On several occasions I have acknowledged that Donald Trump did some things that I strongly approve of, such as cutting the ridiculously high US corporate tax rate and scrapping some of the mindless regulation and red-tape.
But Trump can certainly not claim most of the credit (as he is prone to do) for the strong growth of the US economy over the three pre-pandemic years: the US economy started growing as it emerged from the GFC in late 2009, and unemployment fell in an almost straight line from that point until it reached 3.5% before the pandemic.
And cutting taxes is easy if you have no concern about the fiscal deficit, as Trump did not. In 2019 the US federal deficit was close to $1 trillion, a grossly irresponsible situation given that the economy was growing strongly and unemployment was very low. He simply failed to reduce federal spending to match his tax cuts.
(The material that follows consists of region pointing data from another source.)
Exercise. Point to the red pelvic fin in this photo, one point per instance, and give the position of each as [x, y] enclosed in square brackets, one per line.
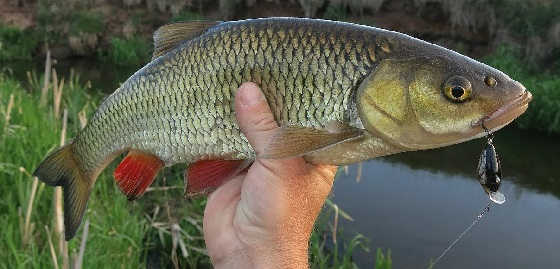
[136, 173]
[207, 175]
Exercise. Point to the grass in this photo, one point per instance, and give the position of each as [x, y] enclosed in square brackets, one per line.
[27, 134]
[127, 52]
[544, 111]
[161, 230]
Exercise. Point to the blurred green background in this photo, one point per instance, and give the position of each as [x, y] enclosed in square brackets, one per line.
[97, 44]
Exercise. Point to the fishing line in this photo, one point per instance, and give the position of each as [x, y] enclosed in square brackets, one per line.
[476, 220]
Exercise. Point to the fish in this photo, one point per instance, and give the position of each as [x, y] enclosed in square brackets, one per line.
[340, 92]
[490, 172]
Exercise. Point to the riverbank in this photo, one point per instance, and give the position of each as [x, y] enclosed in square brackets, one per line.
[121, 233]
[521, 38]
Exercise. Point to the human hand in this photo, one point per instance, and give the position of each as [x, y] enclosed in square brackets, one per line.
[264, 218]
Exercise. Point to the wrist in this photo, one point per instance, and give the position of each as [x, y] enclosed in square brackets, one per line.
[266, 256]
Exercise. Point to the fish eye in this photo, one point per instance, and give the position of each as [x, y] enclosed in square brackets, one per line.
[457, 89]
[490, 81]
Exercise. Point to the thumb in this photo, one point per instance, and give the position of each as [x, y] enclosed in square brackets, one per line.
[254, 116]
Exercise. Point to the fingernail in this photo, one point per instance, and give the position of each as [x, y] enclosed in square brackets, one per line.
[250, 95]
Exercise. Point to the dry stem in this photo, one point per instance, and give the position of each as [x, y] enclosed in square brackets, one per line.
[53, 252]
[57, 93]
[79, 260]
[45, 90]
[59, 216]
[26, 227]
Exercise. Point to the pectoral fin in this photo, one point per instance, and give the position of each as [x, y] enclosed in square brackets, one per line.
[136, 173]
[206, 175]
[297, 141]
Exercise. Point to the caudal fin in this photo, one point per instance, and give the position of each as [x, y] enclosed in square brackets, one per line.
[61, 169]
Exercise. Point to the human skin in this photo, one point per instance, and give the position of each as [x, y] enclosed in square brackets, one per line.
[263, 218]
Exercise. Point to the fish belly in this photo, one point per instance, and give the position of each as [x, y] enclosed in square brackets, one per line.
[179, 107]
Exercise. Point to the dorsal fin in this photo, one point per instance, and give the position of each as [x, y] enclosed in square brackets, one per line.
[167, 37]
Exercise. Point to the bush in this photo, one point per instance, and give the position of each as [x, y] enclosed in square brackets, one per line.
[16, 44]
[86, 22]
[186, 16]
[544, 111]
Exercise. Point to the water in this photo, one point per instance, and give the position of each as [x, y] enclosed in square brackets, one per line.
[417, 203]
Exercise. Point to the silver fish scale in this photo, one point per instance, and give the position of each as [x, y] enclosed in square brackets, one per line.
[179, 107]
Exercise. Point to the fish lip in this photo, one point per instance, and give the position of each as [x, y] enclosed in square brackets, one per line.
[507, 113]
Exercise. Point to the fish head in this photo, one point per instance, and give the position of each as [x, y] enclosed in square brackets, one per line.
[437, 99]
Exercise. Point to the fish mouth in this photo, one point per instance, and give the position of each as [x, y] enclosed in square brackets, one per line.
[507, 113]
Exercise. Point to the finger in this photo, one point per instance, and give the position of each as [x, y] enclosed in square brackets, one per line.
[254, 116]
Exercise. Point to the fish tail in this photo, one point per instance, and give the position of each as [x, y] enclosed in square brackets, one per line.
[61, 168]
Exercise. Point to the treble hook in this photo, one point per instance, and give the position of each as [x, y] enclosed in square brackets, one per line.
[489, 134]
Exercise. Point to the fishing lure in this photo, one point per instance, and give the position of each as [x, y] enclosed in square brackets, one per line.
[490, 171]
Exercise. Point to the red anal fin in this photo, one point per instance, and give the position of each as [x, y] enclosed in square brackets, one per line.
[136, 173]
[207, 175]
It’s not feasible in one short post to list all my disagreements with Trump, but here is a sample:
• He pulled the US out of the Trans-Pacific Partnership, despite the TPP being very much about constraining China, for no obvious reason except that Obama was taking credit for it;
• He was on the face of it much more sympathetic to totalitarian regimes, such as Russia and Turkey, than he was to traditional US allies;
• He had no understanding of what a balance of trade deficit implies, apparently assuming that any country with which the US had a bilateral trade deficit was exploiting the US;
• He didn’t think twice about putting political pressure on the nominally independent Federal Reserve Board;
• He single-handedly undermined the WTO, even though that organisation was very much a US creation;
• He undermined confidence in America’s word, pulling out of the Iran agreement, for example, even though all the other countries which were party to it (and his own senior Cabinet ministers) were convinced that Iran was complying with the deal; and abandoning the Kurds in Syria (which even Lindsay Graham thought was outrageous, and was one of the factors prompting Mattis to resign);
• And he seemed to regard lying as a normal part of life, even when there seemed no strong reason to lie, and of course his best known early lie was about Obama being born outside the US, something which he promoted endlessly for months.
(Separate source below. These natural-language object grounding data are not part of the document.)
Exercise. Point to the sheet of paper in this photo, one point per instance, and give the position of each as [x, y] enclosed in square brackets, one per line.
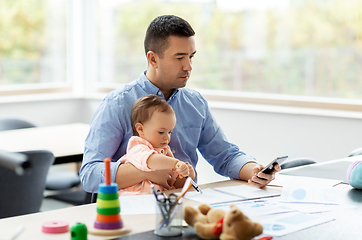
[326, 195]
[315, 208]
[211, 196]
[285, 223]
[284, 180]
[138, 204]
[247, 192]
[258, 207]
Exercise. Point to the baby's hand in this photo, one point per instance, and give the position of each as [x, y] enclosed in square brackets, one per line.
[182, 169]
[191, 171]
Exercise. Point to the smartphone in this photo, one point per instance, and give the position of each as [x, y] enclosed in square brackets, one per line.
[269, 168]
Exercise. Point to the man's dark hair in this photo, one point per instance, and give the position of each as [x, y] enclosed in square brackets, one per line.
[161, 28]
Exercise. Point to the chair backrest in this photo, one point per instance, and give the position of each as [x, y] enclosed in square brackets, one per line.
[355, 152]
[23, 194]
[14, 123]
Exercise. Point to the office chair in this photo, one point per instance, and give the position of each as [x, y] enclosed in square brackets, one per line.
[23, 194]
[55, 181]
[296, 162]
[355, 152]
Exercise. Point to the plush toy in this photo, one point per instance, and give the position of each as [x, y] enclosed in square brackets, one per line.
[213, 223]
[354, 174]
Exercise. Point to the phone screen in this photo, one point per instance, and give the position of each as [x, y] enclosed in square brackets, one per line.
[269, 168]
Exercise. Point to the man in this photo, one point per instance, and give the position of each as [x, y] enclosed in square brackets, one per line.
[169, 47]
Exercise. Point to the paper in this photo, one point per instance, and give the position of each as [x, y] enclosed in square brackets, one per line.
[282, 224]
[303, 194]
[316, 208]
[247, 192]
[289, 180]
[211, 196]
[138, 204]
[229, 194]
[259, 207]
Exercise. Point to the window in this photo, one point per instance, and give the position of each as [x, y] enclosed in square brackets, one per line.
[289, 47]
[32, 43]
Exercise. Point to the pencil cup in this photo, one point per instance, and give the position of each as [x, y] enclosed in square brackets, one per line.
[169, 218]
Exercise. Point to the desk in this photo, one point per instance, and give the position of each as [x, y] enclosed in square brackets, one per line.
[65, 141]
[346, 225]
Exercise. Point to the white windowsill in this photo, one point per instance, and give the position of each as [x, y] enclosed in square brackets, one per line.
[215, 103]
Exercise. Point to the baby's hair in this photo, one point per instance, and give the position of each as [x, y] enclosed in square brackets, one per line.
[144, 107]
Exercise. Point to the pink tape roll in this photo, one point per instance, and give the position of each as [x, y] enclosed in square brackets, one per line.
[55, 227]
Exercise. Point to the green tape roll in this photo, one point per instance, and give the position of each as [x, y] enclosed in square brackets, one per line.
[107, 203]
[108, 196]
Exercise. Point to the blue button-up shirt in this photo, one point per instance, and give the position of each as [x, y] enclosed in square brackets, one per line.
[195, 129]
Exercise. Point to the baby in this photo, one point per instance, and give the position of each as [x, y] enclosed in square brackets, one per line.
[153, 120]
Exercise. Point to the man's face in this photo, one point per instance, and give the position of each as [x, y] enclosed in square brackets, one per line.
[157, 130]
[174, 68]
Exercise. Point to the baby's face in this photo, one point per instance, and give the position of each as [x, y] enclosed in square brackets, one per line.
[158, 129]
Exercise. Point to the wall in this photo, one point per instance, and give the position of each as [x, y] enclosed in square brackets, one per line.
[261, 131]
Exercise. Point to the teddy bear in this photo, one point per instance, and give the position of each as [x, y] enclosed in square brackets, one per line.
[213, 223]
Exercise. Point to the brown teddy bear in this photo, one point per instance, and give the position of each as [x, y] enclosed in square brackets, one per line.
[210, 223]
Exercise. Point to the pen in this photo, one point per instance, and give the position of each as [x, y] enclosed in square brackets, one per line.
[197, 188]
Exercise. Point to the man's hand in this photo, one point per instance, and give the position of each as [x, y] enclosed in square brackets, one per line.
[182, 169]
[261, 179]
[163, 177]
[250, 172]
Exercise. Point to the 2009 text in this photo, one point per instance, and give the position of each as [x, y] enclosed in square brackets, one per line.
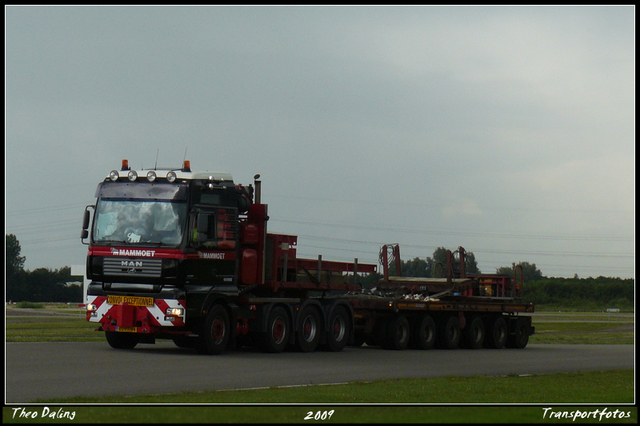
[319, 415]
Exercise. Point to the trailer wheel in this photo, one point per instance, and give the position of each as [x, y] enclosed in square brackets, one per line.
[396, 334]
[497, 333]
[310, 329]
[338, 332]
[520, 339]
[423, 333]
[119, 340]
[276, 337]
[473, 334]
[449, 332]
[215, 335]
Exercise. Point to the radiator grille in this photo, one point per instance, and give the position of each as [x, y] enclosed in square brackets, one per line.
[133, 267]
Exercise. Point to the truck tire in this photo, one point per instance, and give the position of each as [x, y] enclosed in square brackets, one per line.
[520, 339]
[497, 333]
[396, 333]
[423, 333]
[473, 334]
[338, 331]
[215, 332]
[449, 332]
[119, 340]
[309, 330]
[276, 337]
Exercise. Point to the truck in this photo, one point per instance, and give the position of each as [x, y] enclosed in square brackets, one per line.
[185, 255]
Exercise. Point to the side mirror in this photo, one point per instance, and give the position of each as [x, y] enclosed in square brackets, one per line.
[85, 220]
[203, 223]
[85, 224]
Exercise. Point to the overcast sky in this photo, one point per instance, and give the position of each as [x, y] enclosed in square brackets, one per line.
[509, 131]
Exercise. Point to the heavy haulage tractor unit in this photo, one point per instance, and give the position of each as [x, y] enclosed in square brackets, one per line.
[185, 255]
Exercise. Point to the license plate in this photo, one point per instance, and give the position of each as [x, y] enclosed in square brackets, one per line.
[131, 300]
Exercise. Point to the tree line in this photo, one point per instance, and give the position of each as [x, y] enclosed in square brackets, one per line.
[39, 285]
[46, 285]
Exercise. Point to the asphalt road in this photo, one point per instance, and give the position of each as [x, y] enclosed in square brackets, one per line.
[58, 370]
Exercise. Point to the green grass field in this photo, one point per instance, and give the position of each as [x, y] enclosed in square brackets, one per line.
[506, 399]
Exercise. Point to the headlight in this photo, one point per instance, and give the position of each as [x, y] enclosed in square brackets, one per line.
[178, 312]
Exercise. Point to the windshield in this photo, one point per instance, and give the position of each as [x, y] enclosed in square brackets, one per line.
[139, 221]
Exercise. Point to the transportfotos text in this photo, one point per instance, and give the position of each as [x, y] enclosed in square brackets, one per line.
[550, 413]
Of course, Trump’s refusal to do what all previous US presidents have done, concede graciously when they lose, was vintage Trump. But perhaps he had good grounds for thinking he had really won – that the election had been “stolen” from him. Then why did Christopher Krebs, the man whose responsibility it was to ensure that the election was conducted according to the rules, declare the election the most secure in recent American history? And why did staunch Trump ally William Barr declare that there had been no fraud sufficient to overturn the election result? And why did almost every single court case which Trump’s allies took on his behalf to “prove” fraud fail ignominiously, including of course two cases at the Supreme Court?
I don’t think it is an exaggeration to say that Trump will go down as the worst President in US history - at very least, the worst in my lifetime.